Courting the wealthy: Quartz takes on the FT


The American publishing house behind the 155-year old magazine The Atlantic is set to launch a digital business news service which threatens the global position of the Financial Times and The Economist.

Quartz, which will launch in September, is primarily aimed at tablet users and will be free of charge. It will target the international business class that lives life on the move. "If you look at the business people operating in this new economy, they are people who are in a sense post-national," said Justin B Smith, president of the Atlantic Media Company. "They spend more time outside their own countries, they are on aeroplanes all the time, they're borderless and living mobile existences."
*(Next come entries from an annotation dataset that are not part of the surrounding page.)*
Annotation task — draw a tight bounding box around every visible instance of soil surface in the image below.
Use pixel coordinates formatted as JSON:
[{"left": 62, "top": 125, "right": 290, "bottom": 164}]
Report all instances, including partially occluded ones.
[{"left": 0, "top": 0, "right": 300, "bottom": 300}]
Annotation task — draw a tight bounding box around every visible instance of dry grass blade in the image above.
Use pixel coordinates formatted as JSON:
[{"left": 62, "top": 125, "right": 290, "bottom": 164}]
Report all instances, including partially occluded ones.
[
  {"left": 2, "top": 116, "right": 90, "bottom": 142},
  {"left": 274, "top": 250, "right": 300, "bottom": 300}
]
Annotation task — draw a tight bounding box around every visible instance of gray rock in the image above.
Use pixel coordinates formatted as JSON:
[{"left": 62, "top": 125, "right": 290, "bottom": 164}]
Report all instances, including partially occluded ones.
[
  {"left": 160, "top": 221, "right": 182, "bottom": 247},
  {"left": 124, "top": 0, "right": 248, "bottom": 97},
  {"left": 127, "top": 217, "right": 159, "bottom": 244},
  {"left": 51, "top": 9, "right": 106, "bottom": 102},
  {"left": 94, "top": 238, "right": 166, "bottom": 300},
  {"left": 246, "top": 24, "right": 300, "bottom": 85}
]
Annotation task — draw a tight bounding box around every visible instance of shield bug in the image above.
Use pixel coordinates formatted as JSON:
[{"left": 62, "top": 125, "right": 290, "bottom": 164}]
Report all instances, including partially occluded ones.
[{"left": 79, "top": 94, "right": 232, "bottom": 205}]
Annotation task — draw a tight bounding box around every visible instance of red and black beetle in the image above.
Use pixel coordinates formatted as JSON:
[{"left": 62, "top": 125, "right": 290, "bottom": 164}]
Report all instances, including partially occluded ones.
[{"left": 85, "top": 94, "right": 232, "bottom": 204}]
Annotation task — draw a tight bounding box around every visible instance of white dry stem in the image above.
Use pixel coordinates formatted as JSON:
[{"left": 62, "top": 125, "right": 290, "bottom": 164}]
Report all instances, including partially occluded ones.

The editor-in-chief of Quartz is Kevin Delaney, former managing editor of the digital operation at The Wall Street Journal. He said Quartz's "form-agnostic approach" geared to tablets and mobiles would allow greater flexibility than traditional media products. "We are not focused on print deadlines or forms of content that are demanded by a print publication or a news wire service," he said. "We are not beholden to the standard article format that traditional media organisations have to, by necessity, devote most of their energy to."

The name Quartz was apparently chosen because it's a disruptive mineral linked to tectonic activity. That, claims AMC, is a metaphor for both their new service and the kind of momentous economic shifts that Mr Delaney's team aims to identify and cover. "Our goal is to provide global business professionals with the most essential information at any given moment in the most efficient way."

The venture has a staff of 25 headquartered in New York's fashionable SoHo, with representatives in London and Asia. Other news organisations will watch Quartz as a potential model for digital news provision.

AMC is aiming to build audience scale in the anticipation that advertisers will follow. Mr Smith said he was worried about the model's vulnerability to falls in advertising rates, because "rates are not falling for premium niche audiences".